Ileana’s hands went momentarily limp, but then she shook her head.

“So be it,” she growled, smiling cruelly. “She’s still my slave. You will never get her back. That contract has no expiration date.”

Yasmine’s breathing came faster. Above her, Sylvia noticed a shape start to form.

All those particles she’d seen before were congealing again, but new parts were accumulating now, joining the undulating form—metal being pulled off nearby fire exits, entire bricks being shot out of buildings, all pulling towards Yasmine like she was the sun.

“You’re so pathetic,” Ileana laughed. “You think this scares me? Being dangled over the concrete? Have you forgotten I have wings?”

Her wings shot out of her sides, flapping wildly. Yasmine didn’t even twitch.

The shape above Yasmine’s head, the accumulation of debris, like a work of stained-glass art, had finally compacted into its final form.

In that moment, as Sylvia blinked at the giant stake it had created, it clicked for her.

“You know, if we’re exchanging thank you’s, I might as well go next,” Yasmine said, the stake lifting.

“I’ve been so afraid of my powers for so long, living in fear of what they might do to people on accident, I never really got the opportunity to test what they could do to people on purpose.

It turns out, I don’t just give people nightmares. ”

Yasmine dragged her free hand up, and the stake floated with it.
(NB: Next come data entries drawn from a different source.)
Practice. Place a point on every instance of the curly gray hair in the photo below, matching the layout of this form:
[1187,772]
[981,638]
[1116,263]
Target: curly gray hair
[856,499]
Ileana noticed it for the first time as the shadow of it dragged over her face, like an eclipse over the sun.

“Fears, emotions—I don’t just amplify them, I give them mass,” she said, glancing up at her slowly rotating stake. “God, I’m a physicist, and I didn’t put that together until just now. How embarrassing. Well, late is better than never. Wouldn’t you agree?”

The stake lifted, and Ileana squirmed, screamed, tried to break away—but Sylvia could see a pressure in the air around her keeping her pinned. An invisible force.
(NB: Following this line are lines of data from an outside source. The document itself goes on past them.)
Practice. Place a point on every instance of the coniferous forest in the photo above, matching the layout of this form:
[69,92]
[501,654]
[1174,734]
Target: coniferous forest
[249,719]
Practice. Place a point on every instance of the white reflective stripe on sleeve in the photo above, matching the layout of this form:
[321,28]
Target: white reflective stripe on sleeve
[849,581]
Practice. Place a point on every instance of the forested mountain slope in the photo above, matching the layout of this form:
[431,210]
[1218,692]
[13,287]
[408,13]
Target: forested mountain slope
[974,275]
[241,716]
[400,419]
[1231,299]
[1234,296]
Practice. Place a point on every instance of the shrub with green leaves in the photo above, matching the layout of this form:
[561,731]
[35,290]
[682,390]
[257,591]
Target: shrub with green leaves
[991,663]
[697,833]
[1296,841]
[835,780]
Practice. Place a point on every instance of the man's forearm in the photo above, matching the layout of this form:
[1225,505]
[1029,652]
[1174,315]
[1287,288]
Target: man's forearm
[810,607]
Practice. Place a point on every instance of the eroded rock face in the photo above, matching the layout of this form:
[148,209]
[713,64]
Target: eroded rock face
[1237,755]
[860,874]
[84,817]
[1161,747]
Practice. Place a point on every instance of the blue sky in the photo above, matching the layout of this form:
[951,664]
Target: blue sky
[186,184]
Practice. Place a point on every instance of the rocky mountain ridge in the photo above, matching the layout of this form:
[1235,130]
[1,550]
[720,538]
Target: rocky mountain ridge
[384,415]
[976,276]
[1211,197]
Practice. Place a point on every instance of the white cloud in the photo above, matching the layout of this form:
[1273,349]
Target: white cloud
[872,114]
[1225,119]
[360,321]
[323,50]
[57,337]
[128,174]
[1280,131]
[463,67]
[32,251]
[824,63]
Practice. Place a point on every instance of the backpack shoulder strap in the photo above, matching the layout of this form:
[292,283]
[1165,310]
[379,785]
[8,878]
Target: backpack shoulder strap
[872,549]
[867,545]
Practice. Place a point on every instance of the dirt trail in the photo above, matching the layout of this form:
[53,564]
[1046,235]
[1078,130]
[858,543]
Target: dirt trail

“Turns out, there aren’t four fundamental forces of nature. There’s five. Me,” Yasmine whispered. “Consider your contract voided.”
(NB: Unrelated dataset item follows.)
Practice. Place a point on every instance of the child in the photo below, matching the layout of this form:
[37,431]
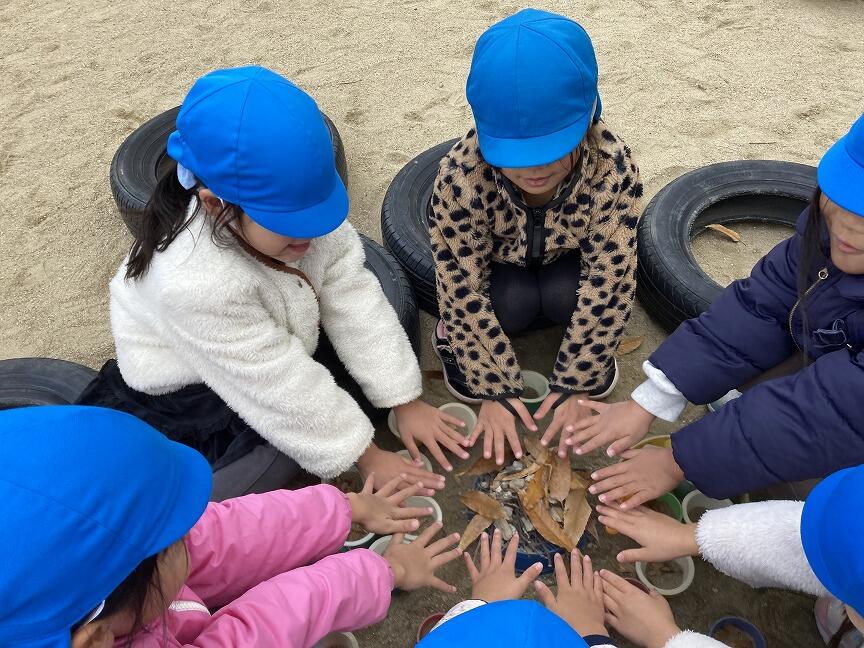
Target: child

Sylvia covered Rafael’s eyes, anticipating the stake surging down.

She heard Ileana’s daughters scream, a woosh, felt a powerful rush of air, and then a reverberation so loud and so vicious it buckled her knees.

She looked down, expecting to find an Ileana-sized splotch on the cement.

But she was still there—in the air, floating, unstabbed.

And in front of Yasmine was the contract, pierced through the center, ripped to shreds.

Wait… she…

It should have been indestructible.

Several seconds of stunned silence passed before Sylvia felt a hand on her shoulder. It was as warm as a wildfire. Sylvia looked behind her, and saw—

Bella laughed, free as a bird. “God, that’s my girl.”